How to Play The Pentatonic Scale Using 4 Notes Per String And Visualization

If you’re into tapping or if you’ve got monster hands, you know, four notes per string. Like with the tapping thing, you can do five notes. But just look at the scale. You want to try to visualize the whole scale all over the neck. One way to start to tackle that is to do these exercises that I show in “Pentatonic Passages”, which is just simply — and it’s not about speed; it’s more about visualization. Playing the pentatonic scale, three notes per string, horizontally across the neck like… Now that’s the root position. So you also want to learn the first version of that or the major pentatonic. And then the next inversion. Next one.
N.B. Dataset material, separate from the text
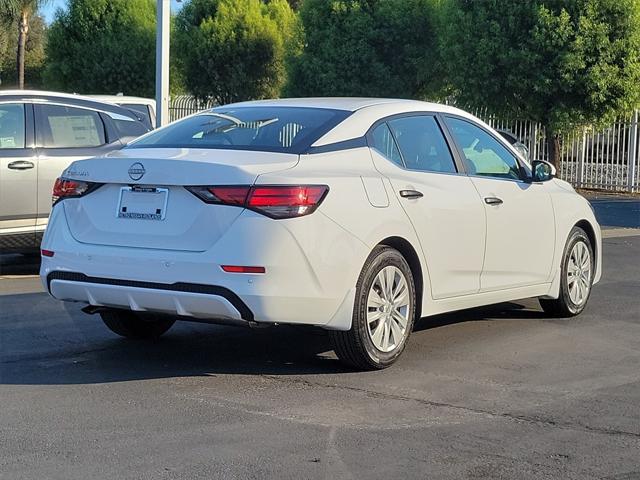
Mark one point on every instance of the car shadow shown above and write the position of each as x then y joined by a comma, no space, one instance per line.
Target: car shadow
194,350
19,264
And then… So you would want to learn like all the different inversions; learn three notes per string horizontally and then pick up my DVD, “Pentatonic Passages”, and see what things I’ve covered and see how you can apply it to what you’re doing. And just because I repeated a note, that doesn’t mean that every time you play horizontal like that you would have to repeat a note. Because you can sequence things in such a way… Check this out; we’ve all heard this lick, right? As far as the four note per string thing, I mean, what I think of more, really, is trying to visualize four notes per string and then making something musical with it. But you don’t necessarily have to play four notes consecutively. Let’s take what’s commonly thought of as the Locrian pattern, that’s three notes per string, across the neck. Then we’re also seeing the Ionian pattern, three notes per string across the neck. We’re seeing those two patterns together, which kind of creates a four note per string type visualization, as it were. Well, again, just like with the pentatonic scale, getting into like sequencing and making melodies and nice music. And not only that, I mean, you can play the scale, four notes per string so you can see more of — you can start to, in your mind’s eye, see the fret board in a different way and put yourself in a different spot on the guitar neck by practicing your scales that way, four notes per string.